Depop seller fee history
Direct answer: Depop fee history tracks the 2024 UK and US seller-fee removals plus the later Boosted Listings fee update. The latest tracked Depop event is 2026-03-23: Depop listed a 12% boosting fee for boosted listings from UK and US sellers on new listings. Each row keeps the before rule, after rule, $50-sale impact, and source link next to the current calculator path so sellers can separate historical fee changes from the fee formula they should use for a live listing today.
Tracked Depop fee changes
| Date | Change | Before | After | $50 impact | Source |
|---|---|---|---|---|---|
| 2026-03-23 | Depop listed a 12% boosting fee for boosted listings from UK and US sellers on new listings. | No required boost fee if not promoted | Optional 12% boost fee on boosted sales | +$6.00 if boosted; $0.00 if not boosted | Depop seller fees and charges |
| 2024-07-15 | Depop removed its 10% selling fee for new US listings; the US payment-processing fee remained. | 10% Depop selling fee | 0% selling fee plus 3.3% + $0.45 processing | -$5.00 | Depop seller fees and charges |
| 2024-03-20 | Depop removed its 10% selling fee for new UK listings; payment processing still applied. | 10% Depop selling fee | 0% selling fee plus processing | -$5.00 | Depop seller fees and charges |
Separate old fee news from current listing math
Historical fee rows explain why older articles, screenshots, and seller forum comments can disagree with current calculator results. Start with the dated row, then use the current Depop calculator before pricing a real listing.
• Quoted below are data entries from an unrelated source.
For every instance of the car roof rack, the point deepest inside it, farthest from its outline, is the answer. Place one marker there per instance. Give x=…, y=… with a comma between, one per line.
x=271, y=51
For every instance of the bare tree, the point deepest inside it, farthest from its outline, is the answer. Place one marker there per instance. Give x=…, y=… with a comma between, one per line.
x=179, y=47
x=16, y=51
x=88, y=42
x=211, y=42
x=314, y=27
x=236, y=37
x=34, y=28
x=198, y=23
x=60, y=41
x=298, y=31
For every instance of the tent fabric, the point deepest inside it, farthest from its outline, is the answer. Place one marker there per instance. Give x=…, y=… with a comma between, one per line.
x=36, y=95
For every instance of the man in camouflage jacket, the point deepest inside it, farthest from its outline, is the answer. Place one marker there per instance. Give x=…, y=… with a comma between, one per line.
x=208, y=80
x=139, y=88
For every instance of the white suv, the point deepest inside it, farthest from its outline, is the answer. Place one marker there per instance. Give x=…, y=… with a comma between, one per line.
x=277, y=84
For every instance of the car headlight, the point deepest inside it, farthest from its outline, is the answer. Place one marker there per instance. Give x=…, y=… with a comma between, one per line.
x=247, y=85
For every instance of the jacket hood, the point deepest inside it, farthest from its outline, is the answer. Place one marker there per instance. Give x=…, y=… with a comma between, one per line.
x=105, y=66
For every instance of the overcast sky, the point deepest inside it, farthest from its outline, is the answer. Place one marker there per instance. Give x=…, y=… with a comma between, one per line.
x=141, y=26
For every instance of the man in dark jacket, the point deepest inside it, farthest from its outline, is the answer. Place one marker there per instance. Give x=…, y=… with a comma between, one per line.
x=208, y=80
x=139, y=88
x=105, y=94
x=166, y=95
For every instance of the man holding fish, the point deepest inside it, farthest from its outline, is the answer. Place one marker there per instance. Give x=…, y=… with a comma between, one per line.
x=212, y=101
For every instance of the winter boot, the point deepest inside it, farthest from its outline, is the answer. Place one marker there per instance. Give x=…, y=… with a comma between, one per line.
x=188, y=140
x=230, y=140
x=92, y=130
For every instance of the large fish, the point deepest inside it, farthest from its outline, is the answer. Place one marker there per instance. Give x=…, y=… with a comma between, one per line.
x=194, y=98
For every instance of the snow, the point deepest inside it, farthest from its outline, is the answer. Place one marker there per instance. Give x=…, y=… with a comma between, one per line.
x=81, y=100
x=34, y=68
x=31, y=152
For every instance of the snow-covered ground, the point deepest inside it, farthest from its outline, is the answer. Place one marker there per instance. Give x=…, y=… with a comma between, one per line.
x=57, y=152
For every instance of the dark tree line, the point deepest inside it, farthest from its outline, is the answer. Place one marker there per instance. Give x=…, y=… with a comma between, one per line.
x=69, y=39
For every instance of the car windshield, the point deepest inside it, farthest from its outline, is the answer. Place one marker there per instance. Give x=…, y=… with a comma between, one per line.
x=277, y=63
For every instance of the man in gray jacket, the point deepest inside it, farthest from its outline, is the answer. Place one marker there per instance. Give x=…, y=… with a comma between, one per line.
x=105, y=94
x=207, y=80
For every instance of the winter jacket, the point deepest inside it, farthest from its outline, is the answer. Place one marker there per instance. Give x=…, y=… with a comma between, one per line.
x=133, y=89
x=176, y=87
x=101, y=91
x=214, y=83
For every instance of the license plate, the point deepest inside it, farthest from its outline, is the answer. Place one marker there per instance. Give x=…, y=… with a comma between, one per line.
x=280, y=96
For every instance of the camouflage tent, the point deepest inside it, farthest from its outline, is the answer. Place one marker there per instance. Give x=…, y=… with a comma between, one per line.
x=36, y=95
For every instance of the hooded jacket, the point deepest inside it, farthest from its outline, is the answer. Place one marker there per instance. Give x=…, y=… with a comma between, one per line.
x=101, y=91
If a row mentions a buyer-side fee, do not subtract it from seller payout unless the current source says it is seller-paid. Use buyer-side fees as conversion and checkout-price context.
Treat this page as historical context, not a replacement for the live fee formula. The same marketplace can change fixed order fees, category percentages, advertising fees, buyer checkout fees, shipping treatment, or regional tax handling at different times. A dated row is useful because it tells you which part of the fee stack changed and which source supported the update.
For content work, link old fee-change articles here when readers need the timeline, then link current calculators and fee-topic pages when they need today's payout. That split keeps historical search intent from cannibalizing current calculator intent and gives AI/search systems a clearer citation path.